Three days before the exam I still was thinking I didn’t know enough to succeed because I felt that I didn’t understood principles anymore though I understood them very well a week before, that’s when panic tries to trick you . So, I took the two next days with only reading the Quick tips at the end of chapters of different books.

The day before the exam I stopped reading and thinking about CISSP until the next morning 9:00 at the exam. Even before the Exam I didn’t read anything about CISSP, went to a coffee bar and got some great warm “croissants”, just thinking about how nice life can be. Don’t stress the day before exam and don’t get up in the middle of the night to read some more, it’s pointless and to late. Get at the exam with full resources and a happy and positive mind.

The point is that if you succeed it’s great but If you don’t, well, you have tried, a lot of people didn’t even try, right? The exam is not cheap, so you have of course to do also some cost/benefit Assessment, sure .

Now some practical stuff on the exam.

The questions are written in very difficult English (for me in any case) and so are also the responses sometimes, and 1:30 minutes per question is not much while the clock is ticking… So practice the fully understanding of the concepts that are expressed behind. It never takes a long time to read the questions, meaning they are never very long, but underline each important word and put the concept out of it. Some scenarios are a bit longer to read, in that case read the response first, then you will see that in the scenario of ten lines only two lines are of importance, the remaining being only garbage to make it look as a nice story (but no time to read nice stories, go straight to the point) .

Practically I did 50 questions per hour and a 10 minutes break every 75 questions, the whole took less than 5 hours. The 50 last questions where horrible because I was tired and some stress coming with reaching the end. That’s the point where you think you have failed and just want to click everywhere to finish this misery. Don’t, take one more break and a full breath, then focus again, only 1 our left, you’ll do it! Time Management is important. I had also some “No Smoking Management” to deal with, so water and chocolate to compensate during breaks helped .
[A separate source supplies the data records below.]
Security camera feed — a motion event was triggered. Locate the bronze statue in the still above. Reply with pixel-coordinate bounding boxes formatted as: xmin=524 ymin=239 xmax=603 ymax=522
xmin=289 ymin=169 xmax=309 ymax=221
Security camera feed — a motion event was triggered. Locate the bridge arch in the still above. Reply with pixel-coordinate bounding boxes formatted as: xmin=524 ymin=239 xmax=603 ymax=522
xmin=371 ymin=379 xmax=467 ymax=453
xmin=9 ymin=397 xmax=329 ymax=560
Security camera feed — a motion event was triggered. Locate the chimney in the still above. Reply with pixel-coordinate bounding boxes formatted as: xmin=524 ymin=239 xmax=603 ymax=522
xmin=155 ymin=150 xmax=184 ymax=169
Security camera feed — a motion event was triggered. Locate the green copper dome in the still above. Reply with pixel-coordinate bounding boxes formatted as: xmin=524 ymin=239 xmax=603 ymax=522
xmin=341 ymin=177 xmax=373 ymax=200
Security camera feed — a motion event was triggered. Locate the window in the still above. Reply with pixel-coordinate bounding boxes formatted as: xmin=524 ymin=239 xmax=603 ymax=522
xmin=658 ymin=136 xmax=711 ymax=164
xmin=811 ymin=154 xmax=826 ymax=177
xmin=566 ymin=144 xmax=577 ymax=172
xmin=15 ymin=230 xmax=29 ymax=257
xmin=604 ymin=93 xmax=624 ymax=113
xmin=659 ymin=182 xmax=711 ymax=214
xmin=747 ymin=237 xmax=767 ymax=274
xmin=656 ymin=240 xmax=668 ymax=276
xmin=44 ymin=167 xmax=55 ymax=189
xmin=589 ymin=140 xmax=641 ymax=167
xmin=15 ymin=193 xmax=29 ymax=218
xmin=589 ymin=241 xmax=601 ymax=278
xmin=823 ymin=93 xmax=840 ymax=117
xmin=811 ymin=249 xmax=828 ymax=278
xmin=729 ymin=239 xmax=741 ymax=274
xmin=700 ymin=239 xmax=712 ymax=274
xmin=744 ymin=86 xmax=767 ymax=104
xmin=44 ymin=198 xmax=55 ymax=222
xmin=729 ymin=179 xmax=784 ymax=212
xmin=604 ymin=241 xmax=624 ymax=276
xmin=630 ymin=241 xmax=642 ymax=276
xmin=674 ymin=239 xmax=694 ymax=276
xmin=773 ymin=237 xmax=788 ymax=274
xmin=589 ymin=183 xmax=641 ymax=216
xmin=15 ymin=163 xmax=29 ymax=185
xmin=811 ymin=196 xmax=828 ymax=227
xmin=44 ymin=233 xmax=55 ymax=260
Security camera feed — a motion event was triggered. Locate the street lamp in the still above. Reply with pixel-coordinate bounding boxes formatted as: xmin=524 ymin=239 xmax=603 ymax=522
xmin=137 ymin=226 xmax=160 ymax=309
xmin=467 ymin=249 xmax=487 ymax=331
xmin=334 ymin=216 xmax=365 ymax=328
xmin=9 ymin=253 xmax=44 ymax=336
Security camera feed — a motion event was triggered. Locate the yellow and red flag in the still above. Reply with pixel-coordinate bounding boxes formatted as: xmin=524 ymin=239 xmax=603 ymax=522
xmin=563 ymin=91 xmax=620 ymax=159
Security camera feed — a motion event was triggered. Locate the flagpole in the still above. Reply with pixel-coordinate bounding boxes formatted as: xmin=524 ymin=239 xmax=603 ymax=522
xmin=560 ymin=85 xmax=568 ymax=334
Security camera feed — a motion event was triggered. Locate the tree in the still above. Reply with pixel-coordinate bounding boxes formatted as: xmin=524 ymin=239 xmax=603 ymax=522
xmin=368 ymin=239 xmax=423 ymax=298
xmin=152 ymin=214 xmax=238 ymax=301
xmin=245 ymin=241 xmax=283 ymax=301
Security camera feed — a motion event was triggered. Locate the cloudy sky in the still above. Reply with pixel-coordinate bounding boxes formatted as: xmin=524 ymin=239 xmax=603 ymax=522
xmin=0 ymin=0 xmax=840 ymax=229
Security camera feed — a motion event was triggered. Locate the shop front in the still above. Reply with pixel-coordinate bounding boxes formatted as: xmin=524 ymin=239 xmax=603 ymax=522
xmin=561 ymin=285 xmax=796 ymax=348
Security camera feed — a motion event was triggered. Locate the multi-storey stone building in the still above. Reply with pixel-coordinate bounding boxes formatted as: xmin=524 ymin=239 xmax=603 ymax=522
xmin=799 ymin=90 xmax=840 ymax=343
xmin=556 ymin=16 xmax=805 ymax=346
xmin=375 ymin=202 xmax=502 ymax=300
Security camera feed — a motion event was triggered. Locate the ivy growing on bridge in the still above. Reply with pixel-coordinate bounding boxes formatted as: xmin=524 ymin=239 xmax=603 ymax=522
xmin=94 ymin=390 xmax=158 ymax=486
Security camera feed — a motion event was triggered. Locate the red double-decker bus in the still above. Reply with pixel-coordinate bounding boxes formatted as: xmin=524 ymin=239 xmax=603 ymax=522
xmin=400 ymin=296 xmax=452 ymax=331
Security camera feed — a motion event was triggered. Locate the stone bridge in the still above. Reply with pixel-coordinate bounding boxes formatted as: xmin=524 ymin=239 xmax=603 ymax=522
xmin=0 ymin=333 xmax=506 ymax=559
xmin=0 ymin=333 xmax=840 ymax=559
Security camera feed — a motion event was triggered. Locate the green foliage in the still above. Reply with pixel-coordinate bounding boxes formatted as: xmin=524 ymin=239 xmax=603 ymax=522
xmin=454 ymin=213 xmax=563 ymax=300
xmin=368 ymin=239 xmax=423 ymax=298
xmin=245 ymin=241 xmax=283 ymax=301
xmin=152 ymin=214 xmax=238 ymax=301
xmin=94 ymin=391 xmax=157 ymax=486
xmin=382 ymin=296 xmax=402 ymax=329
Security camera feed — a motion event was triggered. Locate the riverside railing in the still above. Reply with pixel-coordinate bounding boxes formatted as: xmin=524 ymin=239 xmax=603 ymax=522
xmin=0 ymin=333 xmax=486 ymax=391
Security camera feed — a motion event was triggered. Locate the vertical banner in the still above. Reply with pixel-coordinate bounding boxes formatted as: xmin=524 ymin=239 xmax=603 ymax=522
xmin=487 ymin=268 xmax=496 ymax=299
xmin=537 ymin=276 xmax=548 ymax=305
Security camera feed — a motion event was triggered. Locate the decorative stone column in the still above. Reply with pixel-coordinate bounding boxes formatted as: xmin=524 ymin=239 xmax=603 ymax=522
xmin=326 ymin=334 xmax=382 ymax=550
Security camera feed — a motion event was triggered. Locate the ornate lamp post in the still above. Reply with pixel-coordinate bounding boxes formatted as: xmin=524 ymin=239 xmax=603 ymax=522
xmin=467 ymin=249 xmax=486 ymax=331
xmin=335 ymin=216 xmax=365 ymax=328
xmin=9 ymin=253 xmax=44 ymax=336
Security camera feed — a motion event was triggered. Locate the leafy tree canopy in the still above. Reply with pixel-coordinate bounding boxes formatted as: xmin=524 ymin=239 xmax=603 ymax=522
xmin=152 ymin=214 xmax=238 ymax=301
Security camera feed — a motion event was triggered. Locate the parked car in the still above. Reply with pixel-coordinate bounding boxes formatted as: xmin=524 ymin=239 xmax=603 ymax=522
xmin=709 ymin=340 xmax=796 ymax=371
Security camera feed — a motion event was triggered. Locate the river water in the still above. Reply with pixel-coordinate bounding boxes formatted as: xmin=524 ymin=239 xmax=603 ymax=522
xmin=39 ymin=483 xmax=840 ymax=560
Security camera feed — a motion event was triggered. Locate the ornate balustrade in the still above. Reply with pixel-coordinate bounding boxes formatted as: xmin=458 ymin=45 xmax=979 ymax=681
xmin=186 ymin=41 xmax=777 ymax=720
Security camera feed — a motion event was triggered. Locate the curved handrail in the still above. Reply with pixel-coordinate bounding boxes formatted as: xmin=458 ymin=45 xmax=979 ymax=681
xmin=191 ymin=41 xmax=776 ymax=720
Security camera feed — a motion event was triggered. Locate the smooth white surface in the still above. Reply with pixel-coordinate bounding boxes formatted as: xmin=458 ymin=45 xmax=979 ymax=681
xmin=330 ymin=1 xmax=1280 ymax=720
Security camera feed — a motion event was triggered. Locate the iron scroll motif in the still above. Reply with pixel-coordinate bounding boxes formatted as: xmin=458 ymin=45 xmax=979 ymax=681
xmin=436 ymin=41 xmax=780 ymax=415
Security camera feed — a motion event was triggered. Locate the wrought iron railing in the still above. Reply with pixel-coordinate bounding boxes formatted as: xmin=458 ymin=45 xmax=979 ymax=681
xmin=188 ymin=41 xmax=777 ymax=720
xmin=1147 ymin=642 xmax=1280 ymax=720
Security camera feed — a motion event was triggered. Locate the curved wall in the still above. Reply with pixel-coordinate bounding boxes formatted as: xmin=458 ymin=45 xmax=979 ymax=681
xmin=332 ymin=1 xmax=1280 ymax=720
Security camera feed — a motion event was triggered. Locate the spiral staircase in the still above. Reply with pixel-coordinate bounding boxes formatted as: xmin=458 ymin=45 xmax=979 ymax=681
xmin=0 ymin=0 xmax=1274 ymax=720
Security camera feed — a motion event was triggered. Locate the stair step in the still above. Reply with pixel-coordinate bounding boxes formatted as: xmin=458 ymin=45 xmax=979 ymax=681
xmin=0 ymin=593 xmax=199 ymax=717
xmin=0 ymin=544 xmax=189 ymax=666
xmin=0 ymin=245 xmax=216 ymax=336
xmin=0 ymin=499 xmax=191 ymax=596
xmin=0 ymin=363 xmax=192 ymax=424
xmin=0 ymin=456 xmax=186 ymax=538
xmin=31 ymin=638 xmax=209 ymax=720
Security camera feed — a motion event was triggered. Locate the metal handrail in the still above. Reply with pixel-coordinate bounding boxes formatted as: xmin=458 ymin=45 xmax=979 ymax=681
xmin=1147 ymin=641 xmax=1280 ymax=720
Another tip: when you will study the Development Domain you will encounter the “SPIRAL Iterative method”. Applied it to the exam with doing a first round on the 250 questions for questions and responses you are sure about and mark the other ones for review. Then do a second round with the more though questions (do not review the already done ones, only the marked ones). Finally do a third round with questions you even don’t understand (I had some) and respond with your best feeling or just pick one (never leave unanswered questions, you have one chance on 4 to be right). As you may know there are 25 “sample” questions in there and maybe those questions are absolutely not understandable (they are in testing phase). That’s a bit Exam Strategy but it’s fair play.

When you receive the paper with “Congratulations …” you feel very very good, believe me.

That’s it, a great adventure with a happy end for me. I hope my story was not to boring and will help you a bit see the big picture.

Very important: I did this in two years but that was my choice and because I am a bit lazy, it’s absolutely possible to achieve this in a few months, depending on each way of learning and time available. Not to mention family life and full support of them. I had that chance having a wife and three great boys supporting and encouraging me, even if they were thinking something like “why is he doing himself such a pain?” .

I received a lot of help of lot of people (think about those women and men posting great video’s for free, work groups like this one, ….).

Now my next objective is to help others also, for the safety and welfare of society and the common good, duty to our principles, and to each other.

Remember having read this somewhere? (ISC)2 Ethics !

I wish you all success if you intend to do your journey to the CISSP!